Titan, dir war der Streit gegeben,
Der zwischen Leid und Wille sich entspann,
Die quälen, wo man nicht töten kann.
Der unerbittliche Himmel, eben
Des Schicksals taube Tyrannei,
Vom Grunde herrschend, Haß dabei,
Die, sich zur Freude gern errichten,
Die Dinge, die sie dann vernichten,
Verwehrten dir des Todes Gunst,
Unsterblichkeit, elende Gabe
war dein – die Last hat dich nicht übermannt.

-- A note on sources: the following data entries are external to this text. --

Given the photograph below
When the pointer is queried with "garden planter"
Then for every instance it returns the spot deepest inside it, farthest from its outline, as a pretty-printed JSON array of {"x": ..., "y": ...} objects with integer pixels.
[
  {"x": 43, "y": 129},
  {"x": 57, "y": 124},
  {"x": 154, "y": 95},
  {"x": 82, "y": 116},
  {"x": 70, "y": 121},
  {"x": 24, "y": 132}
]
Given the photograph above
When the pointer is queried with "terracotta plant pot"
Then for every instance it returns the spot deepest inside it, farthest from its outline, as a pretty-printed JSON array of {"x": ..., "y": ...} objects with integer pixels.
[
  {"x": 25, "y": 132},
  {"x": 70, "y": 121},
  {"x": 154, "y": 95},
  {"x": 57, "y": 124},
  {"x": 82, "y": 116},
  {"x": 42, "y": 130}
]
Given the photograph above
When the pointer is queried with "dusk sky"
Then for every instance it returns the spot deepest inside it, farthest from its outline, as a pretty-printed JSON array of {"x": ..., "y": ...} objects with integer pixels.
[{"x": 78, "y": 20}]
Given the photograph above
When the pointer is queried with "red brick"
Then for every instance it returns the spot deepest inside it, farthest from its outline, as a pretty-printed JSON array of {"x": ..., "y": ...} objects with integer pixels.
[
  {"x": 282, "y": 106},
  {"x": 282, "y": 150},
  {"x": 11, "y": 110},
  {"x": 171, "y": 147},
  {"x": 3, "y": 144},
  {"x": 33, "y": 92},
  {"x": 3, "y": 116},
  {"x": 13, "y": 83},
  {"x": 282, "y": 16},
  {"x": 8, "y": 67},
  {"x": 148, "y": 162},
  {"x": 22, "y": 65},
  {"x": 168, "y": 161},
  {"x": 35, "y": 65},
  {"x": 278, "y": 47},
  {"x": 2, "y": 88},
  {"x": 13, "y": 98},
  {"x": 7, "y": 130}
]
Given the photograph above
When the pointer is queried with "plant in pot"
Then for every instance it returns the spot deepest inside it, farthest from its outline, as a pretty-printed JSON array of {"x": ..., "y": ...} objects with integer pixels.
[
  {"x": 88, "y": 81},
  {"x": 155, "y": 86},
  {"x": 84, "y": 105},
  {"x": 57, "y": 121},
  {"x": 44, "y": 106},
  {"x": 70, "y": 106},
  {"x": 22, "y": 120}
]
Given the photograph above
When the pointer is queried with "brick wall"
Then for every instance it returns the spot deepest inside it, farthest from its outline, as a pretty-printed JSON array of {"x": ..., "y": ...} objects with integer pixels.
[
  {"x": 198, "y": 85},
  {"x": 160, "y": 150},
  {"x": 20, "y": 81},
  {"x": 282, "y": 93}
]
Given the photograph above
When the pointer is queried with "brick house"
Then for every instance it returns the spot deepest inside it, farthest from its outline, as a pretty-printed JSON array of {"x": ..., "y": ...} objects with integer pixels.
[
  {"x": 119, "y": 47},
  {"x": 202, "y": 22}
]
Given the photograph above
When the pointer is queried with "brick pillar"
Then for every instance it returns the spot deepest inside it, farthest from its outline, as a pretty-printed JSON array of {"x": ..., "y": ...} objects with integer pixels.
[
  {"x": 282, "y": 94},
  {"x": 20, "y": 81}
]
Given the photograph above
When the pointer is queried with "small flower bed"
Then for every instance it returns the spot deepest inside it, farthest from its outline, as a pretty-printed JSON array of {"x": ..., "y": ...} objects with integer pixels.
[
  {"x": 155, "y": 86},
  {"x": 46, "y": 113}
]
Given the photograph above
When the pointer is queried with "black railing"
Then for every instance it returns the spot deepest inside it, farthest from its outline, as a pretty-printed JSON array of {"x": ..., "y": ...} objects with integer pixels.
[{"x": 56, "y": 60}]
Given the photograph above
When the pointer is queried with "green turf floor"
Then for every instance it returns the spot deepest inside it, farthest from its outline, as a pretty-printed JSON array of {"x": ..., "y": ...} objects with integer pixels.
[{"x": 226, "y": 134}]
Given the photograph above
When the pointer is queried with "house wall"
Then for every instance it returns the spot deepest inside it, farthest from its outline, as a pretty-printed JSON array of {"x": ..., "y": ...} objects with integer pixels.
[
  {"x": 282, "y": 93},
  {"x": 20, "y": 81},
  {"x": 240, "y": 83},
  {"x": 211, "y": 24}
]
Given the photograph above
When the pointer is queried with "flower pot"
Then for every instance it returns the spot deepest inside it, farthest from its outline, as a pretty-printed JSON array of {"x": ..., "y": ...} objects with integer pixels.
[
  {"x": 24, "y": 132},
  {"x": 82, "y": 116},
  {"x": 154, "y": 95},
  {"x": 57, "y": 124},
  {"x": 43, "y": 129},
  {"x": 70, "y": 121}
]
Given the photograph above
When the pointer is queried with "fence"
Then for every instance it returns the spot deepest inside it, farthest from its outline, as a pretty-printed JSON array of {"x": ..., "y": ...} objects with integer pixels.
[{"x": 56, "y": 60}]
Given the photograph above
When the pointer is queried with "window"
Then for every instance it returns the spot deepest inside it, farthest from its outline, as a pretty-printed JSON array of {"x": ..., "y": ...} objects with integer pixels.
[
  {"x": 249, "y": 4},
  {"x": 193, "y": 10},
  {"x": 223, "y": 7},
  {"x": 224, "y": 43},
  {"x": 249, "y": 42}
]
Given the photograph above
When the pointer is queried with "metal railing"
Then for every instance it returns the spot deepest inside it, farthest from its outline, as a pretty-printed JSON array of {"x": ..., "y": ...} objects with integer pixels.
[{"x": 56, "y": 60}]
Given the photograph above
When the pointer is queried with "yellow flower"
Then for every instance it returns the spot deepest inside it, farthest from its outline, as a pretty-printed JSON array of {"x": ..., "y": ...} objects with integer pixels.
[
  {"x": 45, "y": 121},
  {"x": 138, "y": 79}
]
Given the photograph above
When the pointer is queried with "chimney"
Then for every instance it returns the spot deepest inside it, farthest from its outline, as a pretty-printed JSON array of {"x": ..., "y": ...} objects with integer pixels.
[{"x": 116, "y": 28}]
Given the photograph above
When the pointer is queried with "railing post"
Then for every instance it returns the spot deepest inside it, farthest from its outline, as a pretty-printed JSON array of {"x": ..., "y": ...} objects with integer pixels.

Ja, was der Donn’rer dir entwunden
schleuderte drohend ins Genick
Ihm Martern, wie sie dich gedrückt:
Sein Schicksal, das du ihm gefunden,
Hast du ihm nicht benannt.
Und aus deinem Schweigen sein Urteil klingt
Und vergebliche Reumut seine Seele durchdringt
Und schreckliche Furcht, die, ungebannt
Ließ zittern die Blitze in sener Hand.

III

Dein göttlich’ Verbrechen war Güte zu zeigen
Und so durch deine hilfreichen Lehren
Der Summe des menschlichen Elends zu wehren
Und zu kräftigen ihn mit Verstand ihm eigen.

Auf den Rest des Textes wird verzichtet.